If you were to search the internet for a firm to help you design your product, you'd likely be lead to an agency that creates digital experiences; mobile, web, native apps, things like that. This has been the thorn in the side of the industrial designer for the past half decade or so. We have been interchanging product design and industrial design for decades, so that designation belonged to us. This was my mindset until doing a bit more research.

I was listening to the Hustle Podcast, which is produced by a mobile application agency here in Austin called Fun Size. The designers on the particular episode I was listening to were explaining that they prefer to call themselves Product Designers, because their role was comprised of more than just UX, Visual Design, or UI specifically, but incorporated all of those things and more. They were designing the entire Product, which they referred to the definition on Wikipedia which explained that a product is "anything that can be offered to a market that might satisfy a want or need."

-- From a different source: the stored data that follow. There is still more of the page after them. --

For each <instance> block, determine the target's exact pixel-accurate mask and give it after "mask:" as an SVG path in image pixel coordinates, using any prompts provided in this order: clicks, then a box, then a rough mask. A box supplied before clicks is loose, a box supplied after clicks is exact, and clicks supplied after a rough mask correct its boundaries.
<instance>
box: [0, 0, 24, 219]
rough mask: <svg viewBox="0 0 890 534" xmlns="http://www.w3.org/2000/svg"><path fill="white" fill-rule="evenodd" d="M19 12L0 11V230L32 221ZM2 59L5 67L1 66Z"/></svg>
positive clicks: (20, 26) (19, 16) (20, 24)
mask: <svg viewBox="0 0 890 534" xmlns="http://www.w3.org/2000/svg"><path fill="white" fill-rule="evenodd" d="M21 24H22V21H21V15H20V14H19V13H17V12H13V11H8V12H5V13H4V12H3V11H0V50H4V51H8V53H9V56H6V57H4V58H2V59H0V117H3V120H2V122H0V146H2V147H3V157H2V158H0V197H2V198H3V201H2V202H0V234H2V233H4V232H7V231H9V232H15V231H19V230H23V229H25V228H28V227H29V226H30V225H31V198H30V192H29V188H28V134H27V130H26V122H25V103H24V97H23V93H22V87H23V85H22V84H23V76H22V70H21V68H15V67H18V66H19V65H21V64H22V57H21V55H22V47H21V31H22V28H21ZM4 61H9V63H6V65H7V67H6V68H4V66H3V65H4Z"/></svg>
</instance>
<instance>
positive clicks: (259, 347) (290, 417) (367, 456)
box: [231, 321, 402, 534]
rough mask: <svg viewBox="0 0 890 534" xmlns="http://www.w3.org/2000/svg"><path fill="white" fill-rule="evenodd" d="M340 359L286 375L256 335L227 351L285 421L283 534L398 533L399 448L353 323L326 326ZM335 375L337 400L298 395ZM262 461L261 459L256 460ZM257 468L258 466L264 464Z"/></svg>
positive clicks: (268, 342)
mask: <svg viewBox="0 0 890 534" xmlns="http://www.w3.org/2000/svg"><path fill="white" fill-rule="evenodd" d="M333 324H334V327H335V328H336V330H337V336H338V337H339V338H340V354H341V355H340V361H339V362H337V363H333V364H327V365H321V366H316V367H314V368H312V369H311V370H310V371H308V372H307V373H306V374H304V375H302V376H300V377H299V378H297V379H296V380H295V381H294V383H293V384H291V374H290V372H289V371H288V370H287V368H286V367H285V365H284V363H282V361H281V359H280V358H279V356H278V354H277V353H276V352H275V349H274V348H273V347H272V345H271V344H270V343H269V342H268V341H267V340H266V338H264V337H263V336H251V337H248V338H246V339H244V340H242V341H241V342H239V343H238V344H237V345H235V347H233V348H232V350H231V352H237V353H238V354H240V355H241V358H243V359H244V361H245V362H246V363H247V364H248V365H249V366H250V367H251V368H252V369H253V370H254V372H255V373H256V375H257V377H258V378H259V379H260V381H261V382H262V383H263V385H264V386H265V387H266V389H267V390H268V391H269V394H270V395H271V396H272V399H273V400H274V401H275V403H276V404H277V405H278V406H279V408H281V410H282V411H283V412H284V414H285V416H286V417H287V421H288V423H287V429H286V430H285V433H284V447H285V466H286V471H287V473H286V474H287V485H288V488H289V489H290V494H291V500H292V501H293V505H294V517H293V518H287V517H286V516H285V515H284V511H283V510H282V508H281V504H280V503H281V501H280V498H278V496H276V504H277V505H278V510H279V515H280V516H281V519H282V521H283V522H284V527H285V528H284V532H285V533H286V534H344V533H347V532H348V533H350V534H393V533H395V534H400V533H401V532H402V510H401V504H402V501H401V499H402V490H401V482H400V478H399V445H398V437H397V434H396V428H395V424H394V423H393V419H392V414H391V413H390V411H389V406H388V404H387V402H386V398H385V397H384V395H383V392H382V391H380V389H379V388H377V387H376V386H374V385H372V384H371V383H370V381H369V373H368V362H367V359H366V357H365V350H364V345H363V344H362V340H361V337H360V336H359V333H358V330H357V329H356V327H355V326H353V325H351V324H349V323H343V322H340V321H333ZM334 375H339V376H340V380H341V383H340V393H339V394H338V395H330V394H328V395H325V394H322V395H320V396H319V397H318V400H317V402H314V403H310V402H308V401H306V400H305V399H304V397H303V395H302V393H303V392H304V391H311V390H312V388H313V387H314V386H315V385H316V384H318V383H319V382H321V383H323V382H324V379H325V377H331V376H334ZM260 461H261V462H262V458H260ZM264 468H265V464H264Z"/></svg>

In this context, I had to admit, Product makes sense for both. Whereas we Industrial Designers typically think of the definition of product being something physical that you can hold, there doesn't seem to be a good case of why it should be limited to that. Furthermore, when you look at what "Industrial Design" really means, I would argue that it is deeper than "Product Design" in the specific world of manufactured goods. Industrial Design, in my opinion, implies the consideration of manufacturability, engineering, marketing and ultimately large scale production. Product Design, when applied to physical objects is less specific, with fewer implications of these factors in it's connotation.

Maybe we held onto "Product Design" with such tenacity because almost no one outside of our industry knows what Industrial Design means. "Oh you design factories?" Let's not get started on that can of worms just yet.